Apparently, this lack of coverage is unbeknownst to many patients because some patients stay in the hospital under "observation" care. This care inside the hospital is for patients who are still too ill to be sent home, but not sick enough to be considered admitted.
Earlier this year, the Notice of Observation Treatment and Implication for Care Eligibility Act went into effect. This law required hospitals to make patients aware if they're under observation care or not.
Challenges around Accountable Care Organizations
Accountable Care Organizations are organizations that tie quality metrics with the cost of care. The ACO model actually builds on groups and practices established by the 2003 Medicare Prescription Drug, Improvement and Modernization Act.
Today, there are 923 ACOs vs 61 in 2010, according to Health Affairs.
In the past year alone, the number of ACOs operating rose 11 percent and the volume of ACO contracts in place grew by about 13.8 percent. As a result, more than 10 percent of the population belonged under an ACO contract by the start of 2017.
But there are challenges they face, such as cultural change and contract management, according to RevCycle Intelligence.
Constructing the architecture
Oooh - a blue print. Those are handy.

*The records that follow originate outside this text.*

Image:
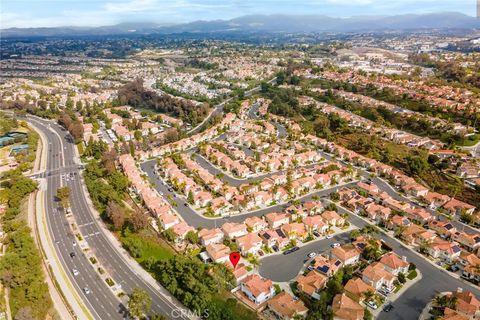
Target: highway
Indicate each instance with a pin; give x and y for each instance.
(101, 302)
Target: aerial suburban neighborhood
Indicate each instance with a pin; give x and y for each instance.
(244, 168)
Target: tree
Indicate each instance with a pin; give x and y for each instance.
(63, 195)
(139, 303)
(116, 214)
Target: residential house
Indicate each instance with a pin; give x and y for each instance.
(333, 218)
(209, 236)
(234, 230)
(345, 308)
(285, 307)
(311, 283)
(347, 254)
(257, 289)
(445, 250)
(394, 264)
(275, 219)
(376, 276)
(249, 243)
(326, 266)
(256, 224)
(471, 241)
(218, 252)
(356, 289)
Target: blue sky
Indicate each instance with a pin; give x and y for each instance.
(51, 13)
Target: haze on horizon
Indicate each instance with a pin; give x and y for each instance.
(55, 13)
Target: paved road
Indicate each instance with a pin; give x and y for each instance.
(408, 306)
(198, 221)
(101, 301)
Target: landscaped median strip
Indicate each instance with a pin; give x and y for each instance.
(41, 222)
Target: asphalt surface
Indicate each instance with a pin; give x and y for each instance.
(101, 302)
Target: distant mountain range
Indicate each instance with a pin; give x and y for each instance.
(267, 23)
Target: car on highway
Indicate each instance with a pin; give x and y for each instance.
(372, 304)
(388, 307)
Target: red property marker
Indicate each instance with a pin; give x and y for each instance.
(234, 258)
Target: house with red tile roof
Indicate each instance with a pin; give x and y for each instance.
(295, 230)
(209, 236)
(234, 230)
(395, 264)
(455, 206)
(326, 266)
(181, 229)
(218, 252)
(285, 307)
(444, 249)
(344, 308)
(376, 276)
(332, 218)
(276, 219)
(311, 283)
(443, 228)
(435, 200)
(347, 254)
(256, 224)
(315, 223)
(249, 243)
(274, 238)
(471, 241)
(168, 220)
(257, 289)
(356, 289)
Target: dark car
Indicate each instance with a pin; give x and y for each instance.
(388, 307)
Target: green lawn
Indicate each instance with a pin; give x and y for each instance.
(146, 244)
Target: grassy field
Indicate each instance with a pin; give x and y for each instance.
(145, 245)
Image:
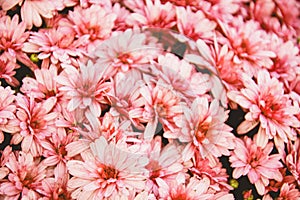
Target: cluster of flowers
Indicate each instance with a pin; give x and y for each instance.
(121, 104)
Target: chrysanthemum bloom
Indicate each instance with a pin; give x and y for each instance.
(110, 172)
(292, 160)
(8, 121)
(56, 45)
(37, 121)
(95, 21)
(124, 51)
(164, 164)
(204, 131)
(7, 72)
(191, 189)
(268, 105)
(182, 77)
(162, 105)
(255, 162)
(212, 169)
(13, 36)
(31, 11)
(249, 45)
(43, 85)
(85, 88)
(194, 24)
(25, 177)
(153, 14)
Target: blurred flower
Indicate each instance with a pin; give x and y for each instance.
(268, 105)
(106, 173)
(255, 162)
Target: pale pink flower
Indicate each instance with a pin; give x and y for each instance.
(162, 105)
(85, 89)
(204, 131)
(182, 77)
(7, 71)
(43, 86)
(56, 45)
(255, 162)
(13, 36)
(153, 14)
(194, 24)
(25, 177)
(123, 52)
(249, 45)
(37, 121)
(32, 11)
(211, 168)
(94, 21)
(192, 189)
(8, 122)
(164, 164)
(288, 191)
(107, 172)
(292, 160)
(268, 105)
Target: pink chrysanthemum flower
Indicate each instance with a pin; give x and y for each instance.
(162, 105)
(248, 43)
(182, 77)
(43, 86)
(292, 160)
(32, 11)
(164, 164)
(268, 105)
(56, 45)
(7, 72)
(13, 36)
(153, 14)
(25, 177)
(95, 21)
(37, 121)
(255, 162)
(204, 130)
(194, 25)
(192, 189)
(106, 173)
(123, 52)
(85, 89)
(8, 122)
(212, 169)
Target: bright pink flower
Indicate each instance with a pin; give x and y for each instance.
(292, 160)
(249, 45)
(13, 36)
(106, 173)
(95, 21)
(85, 89)
(255, 162)
(192, 189)
(268, 105)
(288, 191)
(37, 121)
(153, 14)
(164, 164)
(25, 177)
(162, 105)
(123, 52)
(211, 168)
(43, 86)
(194, 24)
(204, 131)
(8, 122)
(56, 45)
(32, 11)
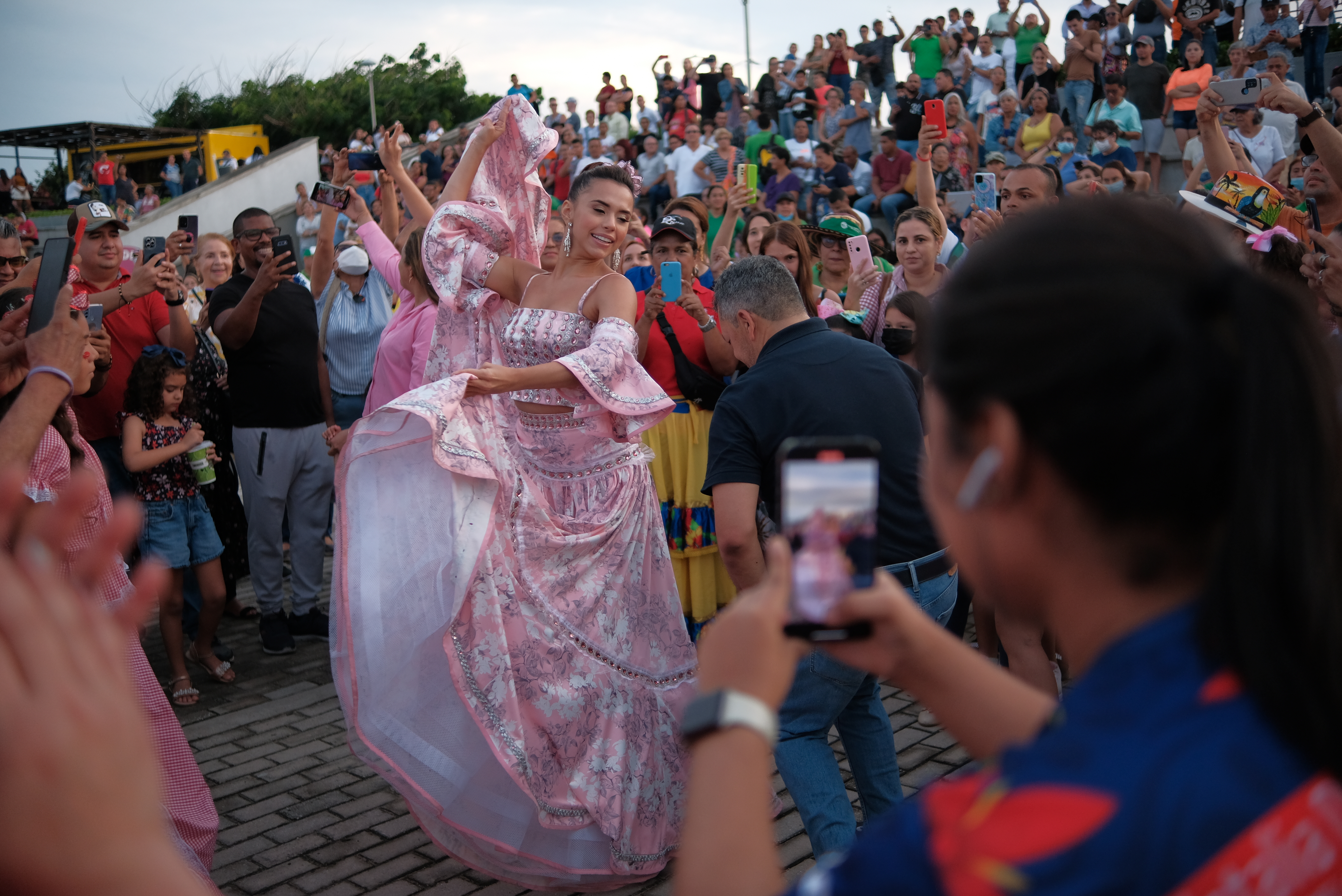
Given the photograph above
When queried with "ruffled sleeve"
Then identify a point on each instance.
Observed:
(611, 375)
(50, 469)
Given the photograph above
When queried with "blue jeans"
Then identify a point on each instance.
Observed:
(829, 694)
(1074, 97)
(892, 206)
(1314, 41)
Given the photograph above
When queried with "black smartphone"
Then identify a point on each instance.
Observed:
(366, 163)
(55, 269)
(281, 245)
(154, 246)
(331, 195)
(829, 491)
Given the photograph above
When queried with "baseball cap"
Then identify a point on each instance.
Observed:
(835, 226)
(678, 223)
(97, 214)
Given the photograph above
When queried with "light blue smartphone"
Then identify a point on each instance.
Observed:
(986, 191)
(672, 281)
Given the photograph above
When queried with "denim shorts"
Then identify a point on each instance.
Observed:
(1186, 120)
(180, 533)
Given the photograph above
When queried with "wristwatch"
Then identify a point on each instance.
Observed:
(725, 710)
(1313, 117)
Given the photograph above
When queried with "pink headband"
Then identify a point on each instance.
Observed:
(1263, 242)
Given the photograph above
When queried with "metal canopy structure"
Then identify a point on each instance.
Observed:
(88, 133)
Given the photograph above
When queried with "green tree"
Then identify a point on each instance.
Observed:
(290, 107)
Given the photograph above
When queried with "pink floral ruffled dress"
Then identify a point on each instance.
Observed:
(508, 640)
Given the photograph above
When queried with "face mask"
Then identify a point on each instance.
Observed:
(352, 261)
(897, 341)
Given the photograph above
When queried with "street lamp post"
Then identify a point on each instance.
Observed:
(745, 6)
(372, 103)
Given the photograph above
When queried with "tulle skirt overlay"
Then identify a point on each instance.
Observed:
(509, 642)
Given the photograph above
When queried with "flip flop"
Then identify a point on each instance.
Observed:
(185, 693)
(218, 673)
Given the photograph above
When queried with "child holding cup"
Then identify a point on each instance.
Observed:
(170, 461)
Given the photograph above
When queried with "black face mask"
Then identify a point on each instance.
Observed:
(897, 341)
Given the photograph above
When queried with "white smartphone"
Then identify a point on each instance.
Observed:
(1238, 92)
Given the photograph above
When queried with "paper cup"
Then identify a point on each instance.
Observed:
(200, 464)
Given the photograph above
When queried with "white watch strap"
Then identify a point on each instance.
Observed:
(744, 710)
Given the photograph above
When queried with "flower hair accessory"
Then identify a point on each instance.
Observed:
(1263, 242)
(634, 175)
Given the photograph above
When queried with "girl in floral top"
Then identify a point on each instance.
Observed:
(155, 439)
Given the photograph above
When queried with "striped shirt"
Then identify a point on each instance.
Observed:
(354, 331)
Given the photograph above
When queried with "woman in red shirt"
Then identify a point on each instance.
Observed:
(681, 440)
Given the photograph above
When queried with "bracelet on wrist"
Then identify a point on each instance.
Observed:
(55, 372)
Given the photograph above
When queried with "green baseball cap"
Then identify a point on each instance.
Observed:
(835, 226)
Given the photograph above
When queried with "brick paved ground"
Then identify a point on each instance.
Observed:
(298, 815)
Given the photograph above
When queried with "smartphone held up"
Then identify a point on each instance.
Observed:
(829, 491)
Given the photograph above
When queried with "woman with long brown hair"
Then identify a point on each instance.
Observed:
(787, 243)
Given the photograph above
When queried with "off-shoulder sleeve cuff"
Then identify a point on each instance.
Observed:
(462, 243)
(615, 380)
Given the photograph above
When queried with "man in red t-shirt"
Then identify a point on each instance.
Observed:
(107, 176)
(889, 172)
(135, 316)
(675, 239)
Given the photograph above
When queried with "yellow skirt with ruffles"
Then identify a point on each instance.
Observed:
(681, 445)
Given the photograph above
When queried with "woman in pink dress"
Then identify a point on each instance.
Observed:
(508, 638)
(186, 799)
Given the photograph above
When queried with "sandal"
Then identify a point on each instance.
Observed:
(243, 612)
(179, 698)
(218, 674)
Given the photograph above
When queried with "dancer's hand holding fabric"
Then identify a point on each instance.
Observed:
(80, 803)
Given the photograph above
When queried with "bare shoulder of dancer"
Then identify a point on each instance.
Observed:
(614, 298)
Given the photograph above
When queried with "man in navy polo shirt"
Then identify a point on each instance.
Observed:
(800, 383)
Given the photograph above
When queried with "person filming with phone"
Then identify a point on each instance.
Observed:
(144, 308)
(680, 440)
(800, 383)
(282, 410)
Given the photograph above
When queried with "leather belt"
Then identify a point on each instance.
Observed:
(932, 569)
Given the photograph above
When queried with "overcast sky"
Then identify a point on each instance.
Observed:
(148, 50)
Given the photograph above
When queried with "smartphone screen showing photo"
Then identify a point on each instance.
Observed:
(830, 520)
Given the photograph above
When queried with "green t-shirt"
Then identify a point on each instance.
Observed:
(716, 225)
(755, 143)
(1026, 41)
(926, 57)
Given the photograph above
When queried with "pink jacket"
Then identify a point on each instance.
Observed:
(403, 351)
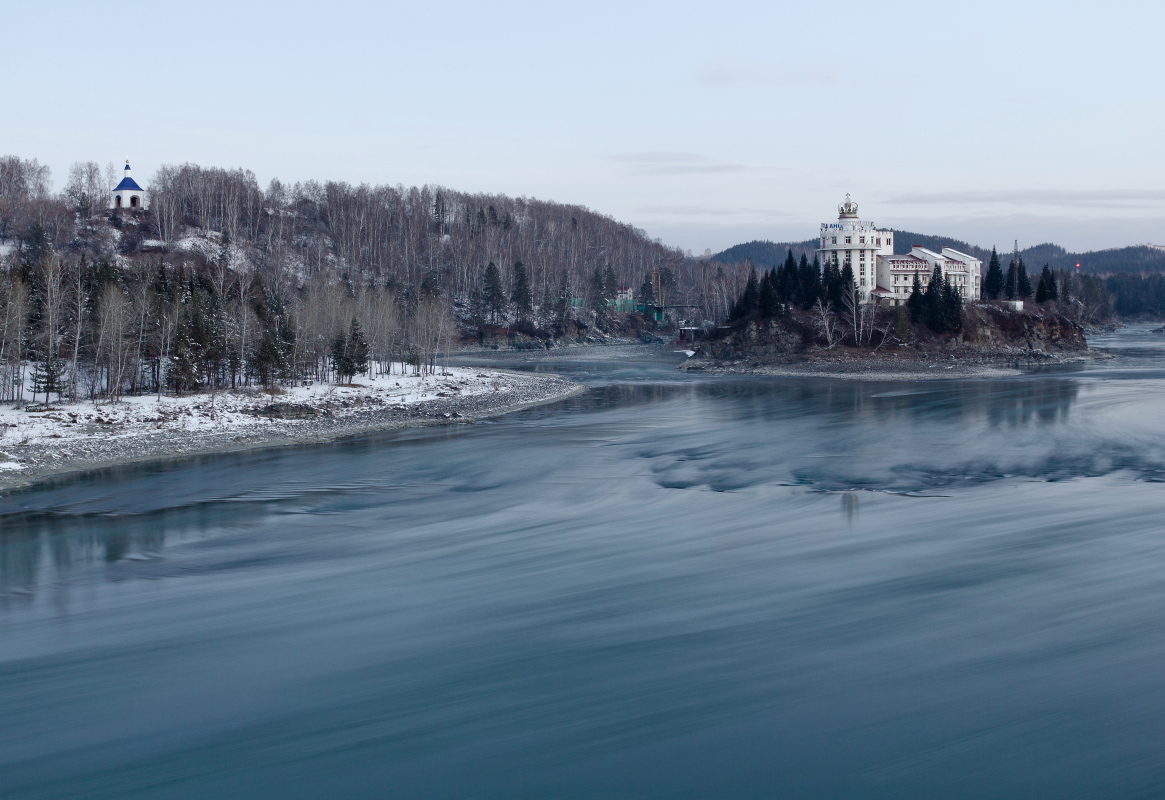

Thanks to Chad Johnson, Senior Vice President, of Phoenix Children’s Care Network (PCCN) and former CEO of the Children’s Health Network in Minneapolis, who wrote up his experience at PCCN.
"From a value-based perspective, constructing the architecture of PCCN incorporates several key initiatives, which may provide a blueprint for other health systems developing clinically integrated organizations." Here are some initiatives: A centralized care-management model for defined populations across all aspects of the care continuum. A data analysis and reporting platform that aggregates data from payers, EMRs, claim files, labs, pharmacy and other relevant data sources. Toolsets for providers to administer "proactive management" vs "reactive medicine." Move away from fee-for-service payer contracts and move to a full-risk paradigm.